Review: Normal Subgroups

$\textbf{Definition}$: A subgroup $N \leq G$ is normal if it is invariant under conjugation. i.e. $$\forall x\in{N}, \quad \forall g\in{G}, \quad gxg^{-1}\in{N}$$ [Remember: invariance is an important concept ubiquitous in mathematics.]
The following are some of the conditions equivalent to $N \unlhd G$:

(i) $ \forall g\in{G}, \quad gNg^{-1}= \{gxg^{-1}|g\in{G},x\in{N} \} \subseteq N$
(ii) $ \forall g\in{G}, \quad gNg^{-1}= N$
(iii) $ \forall g\in{G}, gN=Ng$ (left and right cosets are equal)
(iv) $N_G(N)=\{g\in{G}|gNg^{-1}=N\}=G$
(v) the operation of left (right) cosets of $N$ in $G$ makes the set of left (right) cosets into a group
(vi) $N$ is a union of conjugacy classes of $G$
(vii) $\exists \varphi:G \rightarrow H$, a homomorphism for which $N=ker\varphi$

Item (vii) demonstrates some of the importance of normal subgroups; they are a way to internally classify all homomorphisms defined on a group. For example, a non-trivial group is $\textit{simple}$ iff it is isomorphic to all of its non-trivial homomorphic images. This can be seen by means of the following:
Let $\varphi : G \rightarrow H$. By the first isomorphism theorem, $$im\varphi \cong G/ker\varphi $$ If $G$ is simple, then $ker \varphi$ (which is normal) is either $G$ or $\{e\}$. Thus, $G$ will be isomorphic to all of its non-trivial homomorphic images.

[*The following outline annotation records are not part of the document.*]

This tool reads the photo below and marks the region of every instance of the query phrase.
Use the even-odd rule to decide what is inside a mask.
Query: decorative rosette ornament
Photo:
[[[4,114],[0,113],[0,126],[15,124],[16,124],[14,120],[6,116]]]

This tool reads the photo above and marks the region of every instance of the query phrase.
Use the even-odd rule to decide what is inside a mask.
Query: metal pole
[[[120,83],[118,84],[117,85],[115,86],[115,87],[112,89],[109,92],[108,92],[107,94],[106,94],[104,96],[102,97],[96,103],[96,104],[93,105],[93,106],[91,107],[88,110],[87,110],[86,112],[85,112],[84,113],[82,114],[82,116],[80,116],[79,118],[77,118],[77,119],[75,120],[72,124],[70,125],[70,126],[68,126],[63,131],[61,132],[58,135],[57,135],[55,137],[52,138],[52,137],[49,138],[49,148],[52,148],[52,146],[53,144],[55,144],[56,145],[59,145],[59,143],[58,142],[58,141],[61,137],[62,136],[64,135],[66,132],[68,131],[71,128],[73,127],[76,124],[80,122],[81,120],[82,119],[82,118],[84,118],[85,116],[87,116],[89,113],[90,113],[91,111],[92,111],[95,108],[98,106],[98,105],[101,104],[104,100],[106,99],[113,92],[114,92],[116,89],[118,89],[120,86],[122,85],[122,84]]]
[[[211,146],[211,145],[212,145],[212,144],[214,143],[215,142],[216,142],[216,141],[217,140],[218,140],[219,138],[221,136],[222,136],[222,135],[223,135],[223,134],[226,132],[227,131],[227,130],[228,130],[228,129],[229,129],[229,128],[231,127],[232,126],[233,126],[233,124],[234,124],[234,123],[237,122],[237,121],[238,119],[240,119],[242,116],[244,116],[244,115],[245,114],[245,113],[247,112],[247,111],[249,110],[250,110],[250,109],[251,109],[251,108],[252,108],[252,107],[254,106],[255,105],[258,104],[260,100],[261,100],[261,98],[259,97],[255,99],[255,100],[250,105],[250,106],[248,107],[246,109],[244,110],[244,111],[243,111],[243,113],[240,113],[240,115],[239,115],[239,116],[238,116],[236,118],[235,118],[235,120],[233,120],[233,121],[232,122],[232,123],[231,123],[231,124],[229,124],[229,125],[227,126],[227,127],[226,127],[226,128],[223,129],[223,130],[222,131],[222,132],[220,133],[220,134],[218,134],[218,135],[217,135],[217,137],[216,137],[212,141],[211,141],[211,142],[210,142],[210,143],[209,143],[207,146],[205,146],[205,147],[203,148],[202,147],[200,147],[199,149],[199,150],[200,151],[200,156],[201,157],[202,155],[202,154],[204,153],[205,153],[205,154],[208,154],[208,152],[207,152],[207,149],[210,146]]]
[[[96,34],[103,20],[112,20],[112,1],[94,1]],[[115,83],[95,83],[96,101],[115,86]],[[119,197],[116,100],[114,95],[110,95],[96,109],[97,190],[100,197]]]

Item (vi) is justified because conjugation defines an equivalence relation; so conjugacy classes partition $G$. (This appears later when deriving the class equation). Normal subgroups are invariant under conjugation, so they can be viewed as a union of conjuacy classes of $G$.
In practice, it seems to be most useful to show item (i) or (ii). Pick $x\in{N}$, then show that for arbitraty $g\in{G}$, $gxg^{-1}\in{N}$. We can think of normality as a sort of partial commutativity that says: upon conjugating an element, the possible resulting elements will be bounded within the subgroup $N$. For readers familiar with linear algebra, notice that in the group of linear transformations $GL_n(F)$, conjugation is the same as a change of basis $A \mapsto QAQ^{-1}$.